La morale naturelle se distingue de la morale conventionnelle, elle ne serait pas construite par
l'homme mais elle prendrait sa source dans la nature qui resterait à interpréter.
La morale conventionnelle,
quant à elle, n'est pas à rechercher dans la nature mais elle est le produit d'un consensus social, pouvant
donc différer selon les sociétés considérées.
Le caractère naturel de la morale pose le problème de l'identité
de l'interprète.
Qui est à même de déterminer la morale naturelle ? Chaque homme, certains hommes ?
Comment savoir précisément ce que la nature nous dit de faire ? Et de quelle nature parle-t-on ? De la
nature humaine ou de la nature mondaine ? Les deux difficultés que nous devons résoudre sont les
suivantes : si l'éthique est fondée en nature comment reconnaître puis appliquer cette fondation ? Si la
morale est conventionnelle ne risque-t-on pas de sombrer dans une relativisme éthique ? Leur résolution
suppose l'examen de trois hypothèses.
La première consiste à envisager l'existence d'une morale naturelle qui
fonde et corrige la morale conventionnelle ou positive.
La deuxième conçoit la morale dans un unique sens
positif, le droit alors et la morale ne semblent pas distingués.
Enfin la troisième hypothèse examine la possible
réhabilitation de la morale naturelle.
PLAN DETAILLE
Première partie : la morale naturelle est fondatrice.
1.1 Convention relative et stabilité naturelle.

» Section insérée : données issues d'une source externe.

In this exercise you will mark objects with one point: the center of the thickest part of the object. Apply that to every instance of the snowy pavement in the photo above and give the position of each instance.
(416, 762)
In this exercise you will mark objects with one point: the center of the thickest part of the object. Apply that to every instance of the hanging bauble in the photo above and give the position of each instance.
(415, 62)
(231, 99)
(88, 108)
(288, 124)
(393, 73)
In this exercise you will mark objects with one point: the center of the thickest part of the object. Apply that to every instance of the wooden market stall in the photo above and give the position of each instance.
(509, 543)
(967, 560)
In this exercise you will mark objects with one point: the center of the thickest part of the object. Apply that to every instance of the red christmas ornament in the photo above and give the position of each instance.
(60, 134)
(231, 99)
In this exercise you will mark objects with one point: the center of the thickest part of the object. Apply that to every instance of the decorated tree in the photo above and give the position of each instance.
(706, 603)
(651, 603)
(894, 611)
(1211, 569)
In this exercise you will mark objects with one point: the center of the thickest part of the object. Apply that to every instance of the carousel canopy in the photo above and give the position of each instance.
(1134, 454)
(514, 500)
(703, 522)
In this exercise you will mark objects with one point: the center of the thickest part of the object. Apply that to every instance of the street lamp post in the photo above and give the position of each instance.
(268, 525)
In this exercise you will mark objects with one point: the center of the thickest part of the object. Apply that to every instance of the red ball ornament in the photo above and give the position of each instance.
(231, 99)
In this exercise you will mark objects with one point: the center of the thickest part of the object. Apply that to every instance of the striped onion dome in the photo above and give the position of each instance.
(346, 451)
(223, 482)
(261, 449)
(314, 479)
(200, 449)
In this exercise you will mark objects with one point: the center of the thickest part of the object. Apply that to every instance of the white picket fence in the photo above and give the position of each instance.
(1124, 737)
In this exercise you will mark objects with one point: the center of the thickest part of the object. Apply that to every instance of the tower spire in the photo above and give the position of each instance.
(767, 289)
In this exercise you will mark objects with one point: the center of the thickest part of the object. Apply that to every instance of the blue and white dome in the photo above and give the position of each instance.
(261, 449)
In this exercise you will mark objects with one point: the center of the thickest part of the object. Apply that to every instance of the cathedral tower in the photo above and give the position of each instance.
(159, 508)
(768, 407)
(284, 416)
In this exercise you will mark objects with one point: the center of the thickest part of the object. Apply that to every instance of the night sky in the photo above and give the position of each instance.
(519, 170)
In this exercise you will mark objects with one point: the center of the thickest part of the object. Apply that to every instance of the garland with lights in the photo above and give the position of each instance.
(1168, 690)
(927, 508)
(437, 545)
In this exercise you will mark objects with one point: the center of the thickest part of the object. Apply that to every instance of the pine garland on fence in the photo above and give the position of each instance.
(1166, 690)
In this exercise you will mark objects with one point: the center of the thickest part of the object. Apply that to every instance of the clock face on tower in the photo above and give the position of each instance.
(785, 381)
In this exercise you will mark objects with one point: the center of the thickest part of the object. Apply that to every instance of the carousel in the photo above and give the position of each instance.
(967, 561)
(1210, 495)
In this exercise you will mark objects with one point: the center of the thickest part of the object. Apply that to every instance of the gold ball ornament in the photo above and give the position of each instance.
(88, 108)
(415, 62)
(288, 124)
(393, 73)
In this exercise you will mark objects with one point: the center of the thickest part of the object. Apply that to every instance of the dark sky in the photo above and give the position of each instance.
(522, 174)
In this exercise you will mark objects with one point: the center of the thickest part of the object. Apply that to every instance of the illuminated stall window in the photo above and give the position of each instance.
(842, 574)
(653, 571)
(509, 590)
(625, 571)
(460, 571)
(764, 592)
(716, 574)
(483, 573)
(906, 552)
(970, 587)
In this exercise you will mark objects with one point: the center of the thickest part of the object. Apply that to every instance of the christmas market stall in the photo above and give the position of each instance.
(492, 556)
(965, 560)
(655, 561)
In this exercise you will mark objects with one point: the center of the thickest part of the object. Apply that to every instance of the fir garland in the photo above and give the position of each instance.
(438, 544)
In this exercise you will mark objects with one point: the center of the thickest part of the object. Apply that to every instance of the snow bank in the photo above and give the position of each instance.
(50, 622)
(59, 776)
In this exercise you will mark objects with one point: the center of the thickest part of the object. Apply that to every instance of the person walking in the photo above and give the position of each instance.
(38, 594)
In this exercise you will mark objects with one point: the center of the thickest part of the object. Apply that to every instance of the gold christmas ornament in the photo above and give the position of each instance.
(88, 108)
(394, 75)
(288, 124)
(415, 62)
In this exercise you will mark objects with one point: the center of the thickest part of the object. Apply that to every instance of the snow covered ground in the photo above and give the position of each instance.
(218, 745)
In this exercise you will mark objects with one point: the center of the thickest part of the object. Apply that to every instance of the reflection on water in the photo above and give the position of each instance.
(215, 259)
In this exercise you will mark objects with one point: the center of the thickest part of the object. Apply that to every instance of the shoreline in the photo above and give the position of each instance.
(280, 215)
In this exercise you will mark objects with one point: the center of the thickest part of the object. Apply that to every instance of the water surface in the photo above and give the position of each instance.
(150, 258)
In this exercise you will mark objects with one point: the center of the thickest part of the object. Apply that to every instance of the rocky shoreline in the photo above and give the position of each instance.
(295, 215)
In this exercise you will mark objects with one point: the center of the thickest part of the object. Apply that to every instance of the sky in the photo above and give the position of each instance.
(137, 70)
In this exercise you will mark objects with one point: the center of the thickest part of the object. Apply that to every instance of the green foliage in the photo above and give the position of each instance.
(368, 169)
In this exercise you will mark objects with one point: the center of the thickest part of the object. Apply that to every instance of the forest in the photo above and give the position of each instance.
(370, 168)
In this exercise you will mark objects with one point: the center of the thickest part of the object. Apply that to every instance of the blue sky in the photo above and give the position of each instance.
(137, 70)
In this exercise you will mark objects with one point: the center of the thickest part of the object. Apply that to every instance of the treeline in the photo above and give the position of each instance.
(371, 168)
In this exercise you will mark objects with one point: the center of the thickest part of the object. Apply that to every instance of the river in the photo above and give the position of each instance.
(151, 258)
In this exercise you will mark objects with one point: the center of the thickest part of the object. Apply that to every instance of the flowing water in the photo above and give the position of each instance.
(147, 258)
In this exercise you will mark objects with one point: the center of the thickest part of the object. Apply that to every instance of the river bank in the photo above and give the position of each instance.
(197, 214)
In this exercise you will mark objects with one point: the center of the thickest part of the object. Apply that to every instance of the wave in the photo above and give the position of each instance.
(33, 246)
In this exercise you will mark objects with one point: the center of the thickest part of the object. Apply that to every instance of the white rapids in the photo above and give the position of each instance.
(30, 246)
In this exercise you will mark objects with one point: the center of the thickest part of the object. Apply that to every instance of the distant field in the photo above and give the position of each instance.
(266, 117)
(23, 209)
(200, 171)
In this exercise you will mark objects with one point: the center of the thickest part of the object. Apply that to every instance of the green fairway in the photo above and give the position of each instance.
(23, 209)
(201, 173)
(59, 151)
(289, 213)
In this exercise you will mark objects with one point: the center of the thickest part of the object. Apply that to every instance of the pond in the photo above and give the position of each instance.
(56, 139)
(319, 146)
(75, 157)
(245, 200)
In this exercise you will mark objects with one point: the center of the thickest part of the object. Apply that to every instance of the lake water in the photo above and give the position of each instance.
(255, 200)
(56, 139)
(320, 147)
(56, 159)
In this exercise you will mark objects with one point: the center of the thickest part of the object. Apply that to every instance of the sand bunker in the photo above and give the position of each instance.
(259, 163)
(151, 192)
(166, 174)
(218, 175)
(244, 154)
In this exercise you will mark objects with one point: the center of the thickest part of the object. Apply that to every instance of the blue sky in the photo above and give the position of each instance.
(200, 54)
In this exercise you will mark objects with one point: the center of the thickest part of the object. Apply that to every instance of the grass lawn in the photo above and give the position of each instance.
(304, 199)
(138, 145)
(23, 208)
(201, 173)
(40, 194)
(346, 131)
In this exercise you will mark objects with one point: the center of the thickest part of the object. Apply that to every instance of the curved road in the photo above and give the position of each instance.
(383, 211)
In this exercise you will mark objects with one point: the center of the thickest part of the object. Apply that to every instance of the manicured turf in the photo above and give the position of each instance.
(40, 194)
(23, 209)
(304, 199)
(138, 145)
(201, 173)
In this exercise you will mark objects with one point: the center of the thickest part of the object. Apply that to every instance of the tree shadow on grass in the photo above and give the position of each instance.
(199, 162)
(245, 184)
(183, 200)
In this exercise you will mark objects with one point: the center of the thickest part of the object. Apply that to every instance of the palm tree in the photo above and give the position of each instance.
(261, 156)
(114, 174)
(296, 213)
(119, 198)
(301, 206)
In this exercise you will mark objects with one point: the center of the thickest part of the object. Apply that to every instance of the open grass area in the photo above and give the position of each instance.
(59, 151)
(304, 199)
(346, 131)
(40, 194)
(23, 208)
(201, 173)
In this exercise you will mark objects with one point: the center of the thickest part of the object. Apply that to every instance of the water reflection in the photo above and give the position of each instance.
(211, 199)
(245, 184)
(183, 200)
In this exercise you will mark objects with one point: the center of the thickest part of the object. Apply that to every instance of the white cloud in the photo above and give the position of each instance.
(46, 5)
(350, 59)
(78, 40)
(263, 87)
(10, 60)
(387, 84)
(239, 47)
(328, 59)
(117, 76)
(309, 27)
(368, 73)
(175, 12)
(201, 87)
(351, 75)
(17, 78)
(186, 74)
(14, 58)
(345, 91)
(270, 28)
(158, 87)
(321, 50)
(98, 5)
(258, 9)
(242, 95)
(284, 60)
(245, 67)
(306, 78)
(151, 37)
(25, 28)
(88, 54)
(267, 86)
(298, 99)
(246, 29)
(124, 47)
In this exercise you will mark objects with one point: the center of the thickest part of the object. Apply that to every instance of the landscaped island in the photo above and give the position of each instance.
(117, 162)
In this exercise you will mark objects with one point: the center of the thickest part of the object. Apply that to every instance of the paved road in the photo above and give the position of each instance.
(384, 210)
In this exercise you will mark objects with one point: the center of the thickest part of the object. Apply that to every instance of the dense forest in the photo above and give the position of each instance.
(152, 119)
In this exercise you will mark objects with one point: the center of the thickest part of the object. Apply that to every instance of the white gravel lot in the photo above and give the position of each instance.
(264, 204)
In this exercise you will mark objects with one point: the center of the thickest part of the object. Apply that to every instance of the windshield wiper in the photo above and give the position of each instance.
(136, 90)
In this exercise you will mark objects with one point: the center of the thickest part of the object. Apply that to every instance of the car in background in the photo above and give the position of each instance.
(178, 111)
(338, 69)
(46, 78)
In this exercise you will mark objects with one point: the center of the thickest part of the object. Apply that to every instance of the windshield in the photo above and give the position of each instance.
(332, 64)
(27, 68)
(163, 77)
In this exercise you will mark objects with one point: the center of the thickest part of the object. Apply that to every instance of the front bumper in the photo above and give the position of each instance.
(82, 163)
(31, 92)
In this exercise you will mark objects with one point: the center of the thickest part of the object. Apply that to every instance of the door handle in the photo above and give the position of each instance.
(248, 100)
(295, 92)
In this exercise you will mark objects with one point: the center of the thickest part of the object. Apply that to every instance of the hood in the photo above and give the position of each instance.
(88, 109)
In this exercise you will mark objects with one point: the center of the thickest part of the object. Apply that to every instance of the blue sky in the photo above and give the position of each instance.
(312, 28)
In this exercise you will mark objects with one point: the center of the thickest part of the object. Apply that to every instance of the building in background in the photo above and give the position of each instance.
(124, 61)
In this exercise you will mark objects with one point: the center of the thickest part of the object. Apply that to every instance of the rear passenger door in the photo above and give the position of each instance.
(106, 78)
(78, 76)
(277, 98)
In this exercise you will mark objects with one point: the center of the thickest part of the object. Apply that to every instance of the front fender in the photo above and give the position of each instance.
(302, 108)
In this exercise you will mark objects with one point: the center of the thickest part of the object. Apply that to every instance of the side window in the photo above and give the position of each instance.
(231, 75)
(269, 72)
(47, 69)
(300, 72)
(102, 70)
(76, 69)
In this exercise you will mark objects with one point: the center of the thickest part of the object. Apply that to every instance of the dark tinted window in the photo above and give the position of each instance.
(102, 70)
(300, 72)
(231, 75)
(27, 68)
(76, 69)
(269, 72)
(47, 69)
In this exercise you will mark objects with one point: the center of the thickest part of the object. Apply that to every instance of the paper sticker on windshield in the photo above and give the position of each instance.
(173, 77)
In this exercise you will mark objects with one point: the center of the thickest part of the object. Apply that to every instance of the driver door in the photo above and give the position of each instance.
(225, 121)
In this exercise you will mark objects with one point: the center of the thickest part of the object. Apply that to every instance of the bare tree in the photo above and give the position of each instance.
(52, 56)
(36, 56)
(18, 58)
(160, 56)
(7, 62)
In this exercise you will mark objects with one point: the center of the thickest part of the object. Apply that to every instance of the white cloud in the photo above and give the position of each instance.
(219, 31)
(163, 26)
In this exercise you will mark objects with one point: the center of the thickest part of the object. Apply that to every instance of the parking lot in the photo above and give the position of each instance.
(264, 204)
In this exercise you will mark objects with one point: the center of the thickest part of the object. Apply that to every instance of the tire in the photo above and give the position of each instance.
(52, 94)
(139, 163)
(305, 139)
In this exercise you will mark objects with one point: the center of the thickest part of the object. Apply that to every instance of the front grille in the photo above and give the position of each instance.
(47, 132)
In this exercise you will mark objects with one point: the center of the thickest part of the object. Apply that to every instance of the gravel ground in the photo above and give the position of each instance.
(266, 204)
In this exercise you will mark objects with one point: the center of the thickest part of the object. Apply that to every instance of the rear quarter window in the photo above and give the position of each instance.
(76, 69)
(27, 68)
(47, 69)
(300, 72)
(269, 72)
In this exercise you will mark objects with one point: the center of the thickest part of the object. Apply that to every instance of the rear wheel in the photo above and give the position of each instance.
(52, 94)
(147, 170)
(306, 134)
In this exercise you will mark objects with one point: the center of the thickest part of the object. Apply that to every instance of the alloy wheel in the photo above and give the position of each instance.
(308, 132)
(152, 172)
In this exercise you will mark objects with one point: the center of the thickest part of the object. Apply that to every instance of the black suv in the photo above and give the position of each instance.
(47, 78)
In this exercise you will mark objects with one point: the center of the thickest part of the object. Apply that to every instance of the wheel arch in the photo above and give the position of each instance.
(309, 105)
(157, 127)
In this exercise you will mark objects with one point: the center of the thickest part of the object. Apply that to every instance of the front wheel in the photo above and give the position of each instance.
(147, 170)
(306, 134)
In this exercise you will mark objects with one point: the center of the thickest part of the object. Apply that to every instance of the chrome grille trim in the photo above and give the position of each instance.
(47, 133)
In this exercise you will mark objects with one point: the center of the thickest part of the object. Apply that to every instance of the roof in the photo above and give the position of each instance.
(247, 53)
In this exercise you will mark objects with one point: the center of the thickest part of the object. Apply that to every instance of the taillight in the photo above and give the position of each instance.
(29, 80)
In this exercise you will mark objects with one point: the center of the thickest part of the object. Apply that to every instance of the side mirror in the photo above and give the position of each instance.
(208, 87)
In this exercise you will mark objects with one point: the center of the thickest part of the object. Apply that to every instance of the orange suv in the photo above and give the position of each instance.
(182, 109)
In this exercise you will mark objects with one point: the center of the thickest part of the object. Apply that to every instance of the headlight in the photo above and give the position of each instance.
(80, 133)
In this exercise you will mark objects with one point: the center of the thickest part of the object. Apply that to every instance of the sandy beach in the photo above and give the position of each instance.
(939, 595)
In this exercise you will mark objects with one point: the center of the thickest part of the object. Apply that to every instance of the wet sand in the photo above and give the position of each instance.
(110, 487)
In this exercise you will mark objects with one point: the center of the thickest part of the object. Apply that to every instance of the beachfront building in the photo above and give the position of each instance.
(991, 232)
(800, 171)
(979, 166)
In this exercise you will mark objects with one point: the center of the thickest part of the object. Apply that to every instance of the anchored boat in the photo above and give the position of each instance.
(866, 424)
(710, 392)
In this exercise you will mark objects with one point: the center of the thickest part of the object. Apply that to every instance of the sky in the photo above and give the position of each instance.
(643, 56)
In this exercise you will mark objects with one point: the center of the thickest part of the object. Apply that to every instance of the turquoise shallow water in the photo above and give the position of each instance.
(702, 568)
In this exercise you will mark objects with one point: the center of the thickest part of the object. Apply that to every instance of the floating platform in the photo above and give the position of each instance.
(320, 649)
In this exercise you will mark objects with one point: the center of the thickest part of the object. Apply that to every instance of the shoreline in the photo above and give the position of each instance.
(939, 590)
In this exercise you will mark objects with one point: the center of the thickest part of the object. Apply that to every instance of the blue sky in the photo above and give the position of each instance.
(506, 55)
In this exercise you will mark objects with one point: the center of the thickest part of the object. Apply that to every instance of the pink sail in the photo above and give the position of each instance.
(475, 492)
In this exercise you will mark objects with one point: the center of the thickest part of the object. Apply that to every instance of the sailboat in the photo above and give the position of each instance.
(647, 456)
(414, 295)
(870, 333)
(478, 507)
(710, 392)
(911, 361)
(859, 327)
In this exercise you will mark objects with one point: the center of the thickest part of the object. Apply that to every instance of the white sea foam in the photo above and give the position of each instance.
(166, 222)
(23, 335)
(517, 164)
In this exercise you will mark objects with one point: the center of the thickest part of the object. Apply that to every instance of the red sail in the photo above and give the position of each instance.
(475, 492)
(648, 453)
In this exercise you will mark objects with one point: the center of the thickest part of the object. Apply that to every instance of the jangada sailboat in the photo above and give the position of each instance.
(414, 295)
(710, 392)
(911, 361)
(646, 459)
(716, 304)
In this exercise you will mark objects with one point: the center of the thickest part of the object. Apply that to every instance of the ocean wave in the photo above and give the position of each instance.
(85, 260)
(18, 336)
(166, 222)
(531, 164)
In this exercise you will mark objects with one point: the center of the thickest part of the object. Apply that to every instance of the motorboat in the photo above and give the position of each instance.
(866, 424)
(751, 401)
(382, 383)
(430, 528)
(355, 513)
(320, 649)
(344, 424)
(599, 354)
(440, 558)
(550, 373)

« Etablissons, maintenant, des divisions parmi les actes injustes et les actes justes, en parlant de ce point que
la définition du juste et de l'injuste se rapporte à deux sortes de lois, et que leur application à ceux qu'elles
concernent a lieu de deux manières.
Je veux parler de la loi particulière et de la loi commune.
La loi particulière est celle que chaque collection
d'homme se détermine par rapport à ses membres, et ces sortes de lois se divisent en loi non écrite et en loi
écrite.
La loi commune est celle qui existe conformément à a nature.
En effet, il y a un juste et un injuste,
communs de par la nature, que tout le monde reconnaît par une espèce de divination, lors même qu'il n'y a
aucune communication, ni convention mutuelle.
C'est ainsi que l'on voit l'Antigone de Sophocle déclarer qu'il
est juste d'ensevelir Polynice, dont l'inhumation a été interdite, alléguant que cette inhumation est juste,
comme étant conforme à la nature [...] Or il en va ainsi des prescriptions qui ne sont pas justes
naturellement, mais varient en fonction des hommes et elles ne sont pas identiques partout dès lors que les
régimes politiques ne le sont pas non plus, sauf qu'il n'y a qu'un seul régime partout qui soit d'après nature le
meilleur.
» ARISTOTE, Rhétorique, I 13.
1.2 La morale naturelle fonde la morale positive.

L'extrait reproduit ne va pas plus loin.